October is National Cyber Security Awareness Month. I am hoping you will join me in a national program to kill cybersecurity awareness training programs. I don’t know who came up with the concept of “security awareness training”, but it has reached the end of its utility and should be replaced with something else. Is all we want is for users to be “aware” of security issues? Don’t we want them to be educated enough to be active parts of the solutions?
I looked into the history of “security awareness training”. Did we inherit it from the pioneers?
I re-read “Establishing a Data Processing Security Program”, by William H. Murray, dated 1981. He gives management responsibility for “employee education and awareness”. No awareness training. Then I re-read "Fighting Computer Crime" (1998), by another pioneer, Donn Parker. He recommends creating “awareness and motivation for information security by tying security to job performance”, but no “awareness training”.
[ ALSO ON CSO: Is your security awareness training program working? ]
Then I re-read CSO blogger Michael Santarcangelo’s book "Into the Breach" (2008). Interestingly, this book does not contain the phrase “awareness training”. Awareness is discussed, but in the context of changing user behaviors. Isn’t this what we really want from users? Just being aware is no longer enough when technology is an integral part of everyone’s work and personal lives. We need to replace awareness with education.
The goal of educating users about security is to facilitate an organizational change, so that security is part of the company culture. This only happens through a step by step managed process. You can learn more about the steps by reading John Kotter’s book, "Leading Change" (2012). The processes needed to make this change occur have been analyzed by management researchers, so we don’t need to reinvent the wheel. One model that I like, for both simplicity and comprehensiveness, is the Star Model from Jay Galbraith.
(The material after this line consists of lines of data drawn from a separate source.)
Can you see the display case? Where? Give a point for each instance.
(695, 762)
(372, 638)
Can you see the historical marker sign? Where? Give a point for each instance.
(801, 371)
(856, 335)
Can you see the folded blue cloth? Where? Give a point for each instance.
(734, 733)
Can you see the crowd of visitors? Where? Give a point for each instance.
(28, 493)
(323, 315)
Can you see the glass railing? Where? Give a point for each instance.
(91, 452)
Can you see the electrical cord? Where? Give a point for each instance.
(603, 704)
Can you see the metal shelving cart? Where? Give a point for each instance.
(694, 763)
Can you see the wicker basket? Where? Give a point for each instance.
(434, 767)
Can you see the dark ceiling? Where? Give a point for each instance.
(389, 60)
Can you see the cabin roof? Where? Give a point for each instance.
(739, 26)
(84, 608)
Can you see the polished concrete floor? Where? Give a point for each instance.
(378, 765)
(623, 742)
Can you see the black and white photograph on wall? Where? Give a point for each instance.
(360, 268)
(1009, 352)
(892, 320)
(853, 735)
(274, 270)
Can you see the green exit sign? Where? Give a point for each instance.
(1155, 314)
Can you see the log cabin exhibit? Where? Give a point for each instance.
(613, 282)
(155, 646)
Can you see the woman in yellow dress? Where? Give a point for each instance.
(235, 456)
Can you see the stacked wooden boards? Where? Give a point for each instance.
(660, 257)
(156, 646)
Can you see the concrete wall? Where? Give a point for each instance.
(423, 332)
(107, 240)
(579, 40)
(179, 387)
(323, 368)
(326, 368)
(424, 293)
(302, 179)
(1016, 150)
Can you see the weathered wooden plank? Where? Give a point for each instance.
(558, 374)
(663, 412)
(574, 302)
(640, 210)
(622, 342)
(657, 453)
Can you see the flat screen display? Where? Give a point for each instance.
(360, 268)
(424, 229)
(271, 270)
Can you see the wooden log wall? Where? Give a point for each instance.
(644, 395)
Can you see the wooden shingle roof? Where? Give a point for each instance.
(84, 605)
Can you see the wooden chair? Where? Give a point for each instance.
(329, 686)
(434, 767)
This model emphasizes that five processes need to be implemented simultaneously in order to implement change. Obviously you need a security strategy. You also need to assign roles and responsibilities in the security structure. This needs to include the whole organization, not just the office of the CISO. You need processes, and supporting technology. Galbraith also includes carrots (as well as the implicit sticks) to motivate people. Finally, we have the people process: training and educating all staff to influence employee mind-set and skills around information security. Awareness training alone will not be enough to facilitate an organizational change. We need to enable our users to learn about security and how to use it in their jobs.
I know most security professionals are busy meeting compliance requirements, dealing with incidents and trying to keep up with technology and threats. However, we also need to keep an organizational change model in the back of our minds. If we don’t learn how to educate our users, I am afraid we will not get off of the security cycle of pain.